Topic Modeling — Time Series

In these lessons, we’re learning about a text analysis method called topic modeling. This method will help us identify the main topics or discourses within a collection of texts or single text that has been separated into smaller text chunks.

Dataset

Trump’s Tweets

I hear that Fake News CNN just reported that I am isolated in the White House wondering out loud “when will life return to normal?” Does anybody really believe that?

—Donald Trump, March 25th 2020 tweet

In this particular lesson, we’re going to use Little MALLET Wrapper, a Python wrapper for MALLET, to topic model a CSV file of Donald Trump’s tweets and plot the fluctuation of topics over time.


Attention

If you’re working in this Jupyter notebook on your own computer, you’ll need to have both the Java Development Kit and MALLET pre-installed. For set up instructions, please see the previous lesson.

*If you’re working in this Jupyter notebook in the cloud via Binder, then the Java Development Kit and Mallet will already be installed. You’re good to go!

Set MALLET Path

Since Little MALLET Wrapper is a Python package built around MALLET, we first need to tell it where the bigger, Java-based MALLET lives.

We’re going to make a variable called path_to_mallet and assign it the file path of our MALLET program. We need to point it, specifically, to the “mallet” file inside the “bin” folder inside the “mallet-2.0.8” folder.

path_to_mallet = 'mallet-2.0.8/bin/mallet'

If MALLET is located in another directory, then set your path_to_mallet to that file path.

Install Packages

#!pip install little_mallet_wrapper
#!pip install seaborn

Import Packages

Now let’s import the little_mallet_wrapper and the data viz library seaborn.

import little_mallet_wrapper
import seaborn
import glob
from pathlib import Path
import pandas as pd
import random
pd.options.display.max_colwidth = 100

We’re also going to import glob and pathlib for working with files and the file system.

Get Training Data From CSV File

Before we topic model Donald Trump’s tweets, we need to process the tweets and prepare them for analysis. The steps below demonstrate how to process texts if they come from a CSV file.
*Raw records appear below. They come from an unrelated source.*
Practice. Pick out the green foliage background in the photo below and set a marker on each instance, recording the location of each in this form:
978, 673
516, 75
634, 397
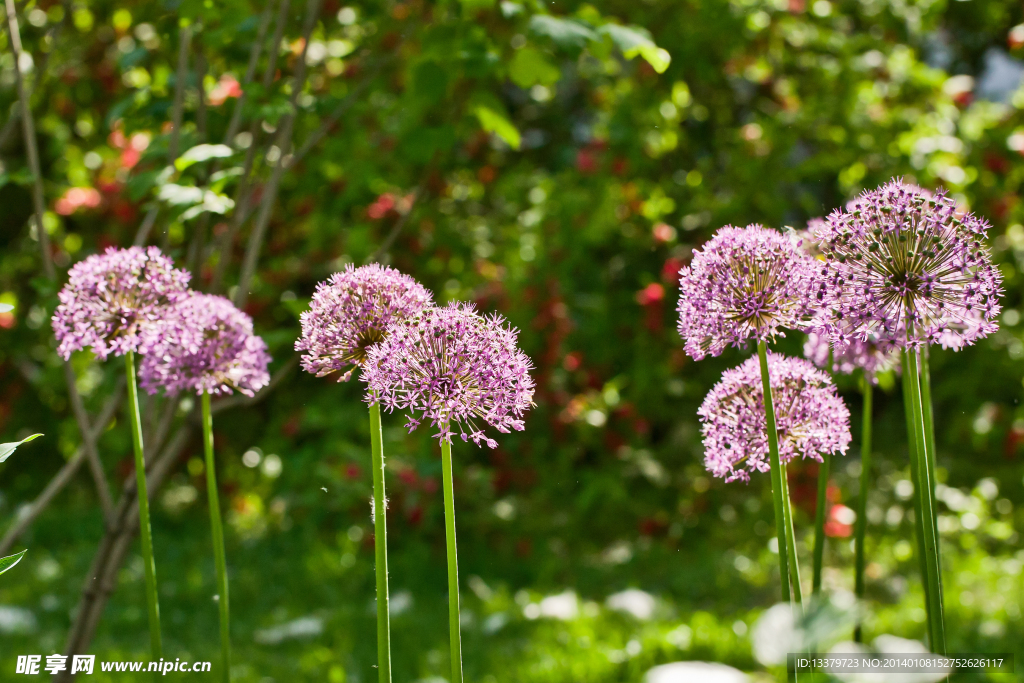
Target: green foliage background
524, 157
Note: We’re calling these text files our training data, because we’re training our topic model with these texts. The topic model will be learning and extracting topics based on these texts.

Trump Tweets

This dataset of Donald Trump’s tweets is taken from Trump Twitter Archive. To read in the CSV file, we’re going to use Pandas.

trump_df = pd.read_csv("../texts/politics/Trump-Tweets.csv", encoding='utf-8')
trump_df.head()
source text created_at retweet_count favorite_count is_retweet id_str
0 Twitter for iPhone Just finished a very good conversation with President Xi of China. Discussed in great detail the... 03-27-2020 05:19:02 33074 202087 False 1243407157321560000
1 Twitter for iPhone Will be interviewed on @seanhannity at 9:10 P.M. @FoxNews 03-27-2020 01:05:59 7419 42186 False 1243343475799720000
2 Twitter for iPhone The world is at war with a hidden enemy. WE WILL WIN! https://t.co/QLceNWcL6Z 03-26-2020 23:50:02 24472 97346 False 1243324360523490000
3 Twitter for iPhone Our great Oil & Gas industry is under under seige after having one of the best years in reco... 03-26-2020 23:06:28 25514 131210 False 1243313399284500000
4 Twitter for iPhone Will be going out in 10 minutes for the press conference. 03-26-2020 20:57:15 15797 130201 False 1243280878991790000
trump_df['text'] = trump_df['text'].astype(str)

Process Trump Tweets

training_data = [little_mallet_wrapper.process_string(text, numbers='remove') for text in trump_df['text']]

Get Original Trump Tweets

original_trump_tweets = [title for title in trump_df['text']]

Get Dataset Statistics

little_mallet_wrapper.print_dataset_stats(training_data)
Number of Documents: 29395
Mean Number of Words: 13.0
Vocabulary Size: 33945

Training the Topic Model

We’re going to train our topic model with the little_mallet_wrapper.train_topic_model() function.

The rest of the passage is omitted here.